Après 12 mois de travaux, l'équipe du Laboratoire de nanostructures et de la nanoélectronique de l'EPFL a été signalée à avoir développé, avec succès, le premier circuit intégré basé sur molybdénite qui fournit également des transistors beaucoup plus petites que celles faites dans le silicium et plus efficace:

Nous avons développé un premier prototype dans lequel nous avons situé à deux séries de 6 transistors avec lesquels nous avons constaté que vous pouvez mettre en œuvre des opérations logiques de base, c'est à dire, nous pourrions les utiliser pour développer un circuit beaucoup plus intégrés

À ce jour, le silicium n'était pas autorisé à dépasser la barrière de 2 nm, un point qui pourrait présenter un procédé d'oxydation de silicium dans laquelle les propriétés chimiques de surface se détériorer.

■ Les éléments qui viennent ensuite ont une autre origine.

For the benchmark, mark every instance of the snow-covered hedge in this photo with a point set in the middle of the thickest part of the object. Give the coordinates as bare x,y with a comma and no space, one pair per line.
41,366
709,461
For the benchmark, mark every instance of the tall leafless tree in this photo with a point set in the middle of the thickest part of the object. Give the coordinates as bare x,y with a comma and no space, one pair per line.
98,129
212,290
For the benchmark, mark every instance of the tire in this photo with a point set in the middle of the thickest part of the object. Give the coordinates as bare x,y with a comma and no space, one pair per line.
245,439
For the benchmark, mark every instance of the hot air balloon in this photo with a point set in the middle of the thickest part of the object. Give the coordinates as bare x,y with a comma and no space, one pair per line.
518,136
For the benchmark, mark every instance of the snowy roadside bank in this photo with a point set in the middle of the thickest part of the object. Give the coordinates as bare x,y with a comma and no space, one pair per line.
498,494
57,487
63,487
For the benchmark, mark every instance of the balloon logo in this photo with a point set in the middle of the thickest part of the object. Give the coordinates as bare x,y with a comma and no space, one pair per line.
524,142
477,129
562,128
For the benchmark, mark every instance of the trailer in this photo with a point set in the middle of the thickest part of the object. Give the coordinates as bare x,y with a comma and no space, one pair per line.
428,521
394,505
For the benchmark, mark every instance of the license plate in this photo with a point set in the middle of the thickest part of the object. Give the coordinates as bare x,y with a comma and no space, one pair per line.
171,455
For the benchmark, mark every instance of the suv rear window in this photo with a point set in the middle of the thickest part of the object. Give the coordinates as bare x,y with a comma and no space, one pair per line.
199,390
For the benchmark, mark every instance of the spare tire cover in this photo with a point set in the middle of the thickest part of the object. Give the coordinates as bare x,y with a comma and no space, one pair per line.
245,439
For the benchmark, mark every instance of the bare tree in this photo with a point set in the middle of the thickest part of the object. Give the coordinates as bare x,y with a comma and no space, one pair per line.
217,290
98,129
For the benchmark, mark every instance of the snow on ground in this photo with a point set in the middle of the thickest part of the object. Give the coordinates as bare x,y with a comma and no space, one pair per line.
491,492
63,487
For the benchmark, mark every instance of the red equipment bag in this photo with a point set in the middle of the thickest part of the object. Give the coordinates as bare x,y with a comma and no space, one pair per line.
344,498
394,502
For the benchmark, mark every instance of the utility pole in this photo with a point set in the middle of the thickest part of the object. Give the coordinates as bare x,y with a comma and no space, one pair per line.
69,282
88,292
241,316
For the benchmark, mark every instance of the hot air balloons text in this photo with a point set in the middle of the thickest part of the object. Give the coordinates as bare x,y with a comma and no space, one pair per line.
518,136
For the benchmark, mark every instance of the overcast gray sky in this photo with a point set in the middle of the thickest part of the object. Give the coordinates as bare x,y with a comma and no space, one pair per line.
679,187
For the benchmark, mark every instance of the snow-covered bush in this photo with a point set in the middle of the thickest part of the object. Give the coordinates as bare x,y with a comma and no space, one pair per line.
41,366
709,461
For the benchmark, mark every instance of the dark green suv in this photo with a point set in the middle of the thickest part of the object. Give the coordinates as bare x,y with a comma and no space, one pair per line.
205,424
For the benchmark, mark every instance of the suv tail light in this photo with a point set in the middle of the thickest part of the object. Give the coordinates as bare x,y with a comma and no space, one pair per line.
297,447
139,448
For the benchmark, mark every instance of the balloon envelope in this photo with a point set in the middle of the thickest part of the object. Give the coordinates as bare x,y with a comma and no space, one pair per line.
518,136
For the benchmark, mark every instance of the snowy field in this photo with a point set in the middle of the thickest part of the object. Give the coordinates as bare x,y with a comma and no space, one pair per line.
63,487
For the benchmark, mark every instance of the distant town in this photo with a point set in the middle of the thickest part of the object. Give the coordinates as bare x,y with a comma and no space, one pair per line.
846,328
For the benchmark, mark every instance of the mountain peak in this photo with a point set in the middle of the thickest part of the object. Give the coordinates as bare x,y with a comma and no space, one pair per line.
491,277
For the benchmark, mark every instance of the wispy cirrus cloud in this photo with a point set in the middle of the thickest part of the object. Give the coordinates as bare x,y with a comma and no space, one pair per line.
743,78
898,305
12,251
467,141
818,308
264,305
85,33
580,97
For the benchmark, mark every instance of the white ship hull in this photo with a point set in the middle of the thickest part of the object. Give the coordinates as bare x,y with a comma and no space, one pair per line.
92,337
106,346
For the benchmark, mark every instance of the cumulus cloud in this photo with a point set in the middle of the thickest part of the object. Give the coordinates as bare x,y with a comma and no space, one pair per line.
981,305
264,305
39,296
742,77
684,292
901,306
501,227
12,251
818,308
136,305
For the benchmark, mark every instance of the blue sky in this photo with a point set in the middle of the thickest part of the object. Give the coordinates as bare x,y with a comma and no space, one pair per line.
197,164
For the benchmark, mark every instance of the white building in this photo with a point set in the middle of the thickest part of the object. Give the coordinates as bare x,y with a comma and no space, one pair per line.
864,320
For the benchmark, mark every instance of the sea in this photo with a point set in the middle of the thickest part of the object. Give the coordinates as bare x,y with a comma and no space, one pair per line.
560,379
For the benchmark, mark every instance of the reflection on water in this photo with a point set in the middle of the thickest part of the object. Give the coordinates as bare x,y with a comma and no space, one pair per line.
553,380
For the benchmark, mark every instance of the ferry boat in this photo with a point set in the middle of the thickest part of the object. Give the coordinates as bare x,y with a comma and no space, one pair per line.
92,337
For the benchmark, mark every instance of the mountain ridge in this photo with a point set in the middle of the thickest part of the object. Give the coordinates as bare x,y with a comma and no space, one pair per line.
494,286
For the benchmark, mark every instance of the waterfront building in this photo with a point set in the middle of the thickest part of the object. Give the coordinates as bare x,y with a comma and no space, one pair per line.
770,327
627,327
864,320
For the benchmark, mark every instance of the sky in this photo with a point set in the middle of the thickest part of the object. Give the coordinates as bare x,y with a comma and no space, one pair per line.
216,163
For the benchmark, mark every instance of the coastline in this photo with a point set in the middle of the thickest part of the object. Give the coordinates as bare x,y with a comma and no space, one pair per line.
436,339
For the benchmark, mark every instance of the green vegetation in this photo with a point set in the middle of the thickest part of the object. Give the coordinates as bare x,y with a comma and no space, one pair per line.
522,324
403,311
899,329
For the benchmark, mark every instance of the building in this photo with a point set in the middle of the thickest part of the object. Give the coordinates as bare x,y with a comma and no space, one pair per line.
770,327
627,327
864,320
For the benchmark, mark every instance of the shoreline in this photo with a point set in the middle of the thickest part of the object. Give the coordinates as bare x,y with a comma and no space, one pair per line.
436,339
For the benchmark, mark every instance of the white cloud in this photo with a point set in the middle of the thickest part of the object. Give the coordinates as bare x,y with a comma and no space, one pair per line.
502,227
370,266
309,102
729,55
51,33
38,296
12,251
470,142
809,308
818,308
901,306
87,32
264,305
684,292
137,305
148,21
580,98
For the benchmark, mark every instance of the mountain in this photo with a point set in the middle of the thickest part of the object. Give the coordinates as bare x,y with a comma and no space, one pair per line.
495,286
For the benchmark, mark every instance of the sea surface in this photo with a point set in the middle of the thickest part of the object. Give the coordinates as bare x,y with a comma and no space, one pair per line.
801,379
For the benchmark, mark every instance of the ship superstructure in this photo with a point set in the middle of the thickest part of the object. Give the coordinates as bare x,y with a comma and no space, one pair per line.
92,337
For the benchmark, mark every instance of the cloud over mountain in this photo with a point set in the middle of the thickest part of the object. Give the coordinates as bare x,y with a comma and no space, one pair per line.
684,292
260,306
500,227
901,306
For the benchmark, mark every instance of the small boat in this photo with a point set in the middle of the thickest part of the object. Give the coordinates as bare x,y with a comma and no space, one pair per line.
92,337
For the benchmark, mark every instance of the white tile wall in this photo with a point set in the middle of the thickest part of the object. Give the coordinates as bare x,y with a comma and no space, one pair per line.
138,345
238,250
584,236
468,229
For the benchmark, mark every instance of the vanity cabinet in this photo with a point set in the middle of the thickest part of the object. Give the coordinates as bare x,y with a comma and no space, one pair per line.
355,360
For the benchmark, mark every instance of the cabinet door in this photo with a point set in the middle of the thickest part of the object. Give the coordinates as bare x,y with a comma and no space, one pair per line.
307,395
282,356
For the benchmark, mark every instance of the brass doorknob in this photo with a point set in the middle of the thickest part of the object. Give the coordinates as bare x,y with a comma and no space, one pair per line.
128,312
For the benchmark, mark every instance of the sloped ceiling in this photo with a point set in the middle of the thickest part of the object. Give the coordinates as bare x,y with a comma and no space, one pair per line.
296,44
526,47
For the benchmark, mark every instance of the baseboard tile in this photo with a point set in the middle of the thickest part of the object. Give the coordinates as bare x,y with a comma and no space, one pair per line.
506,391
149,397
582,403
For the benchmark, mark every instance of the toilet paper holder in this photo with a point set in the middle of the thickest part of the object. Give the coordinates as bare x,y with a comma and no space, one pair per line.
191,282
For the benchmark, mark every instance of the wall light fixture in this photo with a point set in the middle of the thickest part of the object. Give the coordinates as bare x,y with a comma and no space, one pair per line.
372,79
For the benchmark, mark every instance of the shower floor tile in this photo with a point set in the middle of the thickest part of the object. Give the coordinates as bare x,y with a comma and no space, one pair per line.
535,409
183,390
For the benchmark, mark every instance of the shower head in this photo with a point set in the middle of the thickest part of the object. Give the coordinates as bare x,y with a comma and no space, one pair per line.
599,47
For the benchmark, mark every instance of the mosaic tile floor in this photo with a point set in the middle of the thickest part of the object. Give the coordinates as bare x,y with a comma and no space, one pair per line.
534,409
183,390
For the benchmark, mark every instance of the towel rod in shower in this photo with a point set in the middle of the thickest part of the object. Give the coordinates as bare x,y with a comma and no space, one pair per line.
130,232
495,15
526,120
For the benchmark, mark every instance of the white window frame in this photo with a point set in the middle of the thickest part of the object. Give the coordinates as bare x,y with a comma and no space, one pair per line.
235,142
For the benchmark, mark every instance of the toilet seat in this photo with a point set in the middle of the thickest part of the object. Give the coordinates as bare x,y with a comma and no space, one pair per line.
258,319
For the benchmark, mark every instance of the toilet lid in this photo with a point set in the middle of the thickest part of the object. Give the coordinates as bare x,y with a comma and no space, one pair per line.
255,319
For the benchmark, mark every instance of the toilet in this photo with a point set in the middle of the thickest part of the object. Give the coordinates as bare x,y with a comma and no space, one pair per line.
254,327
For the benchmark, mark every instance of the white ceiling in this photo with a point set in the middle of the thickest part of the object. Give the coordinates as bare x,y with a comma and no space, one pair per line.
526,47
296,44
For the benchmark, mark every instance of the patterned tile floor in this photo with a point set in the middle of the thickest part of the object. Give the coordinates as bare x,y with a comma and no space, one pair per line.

Cependant, l'utilisation de circuits intégrés molybdénite permet jusqu'à 3 fois plus petit parce que, à cette échelle, la matière est encore très stable et ses propriétés électriques sont toujours faciles à contrôler.

Du point de vue énergétique, ces transistors promettent d'améliorer considérablement la consommation des circuits intégrés que sa capacité de commutation (passant de on à off) commutateur est nettement améliorée et beaucoup plus rapide, donc vous pouvez aller à un mode veille où la consommation est pratiquement négligeable. Et si la molybdénite est prometteur du point de vue de la taille et la consommation d'énergie, ce matériau pourrait être utilisé pour le développement de puces grâce à la souplesse de ses propriétés mécaniques.

Qui sait, mais il semble que l'EPFL a ouvert une porte qui pourrait conduire à de très intéressantes autour d'un point tournant dans le développement et la fabrication de circuits intégrés.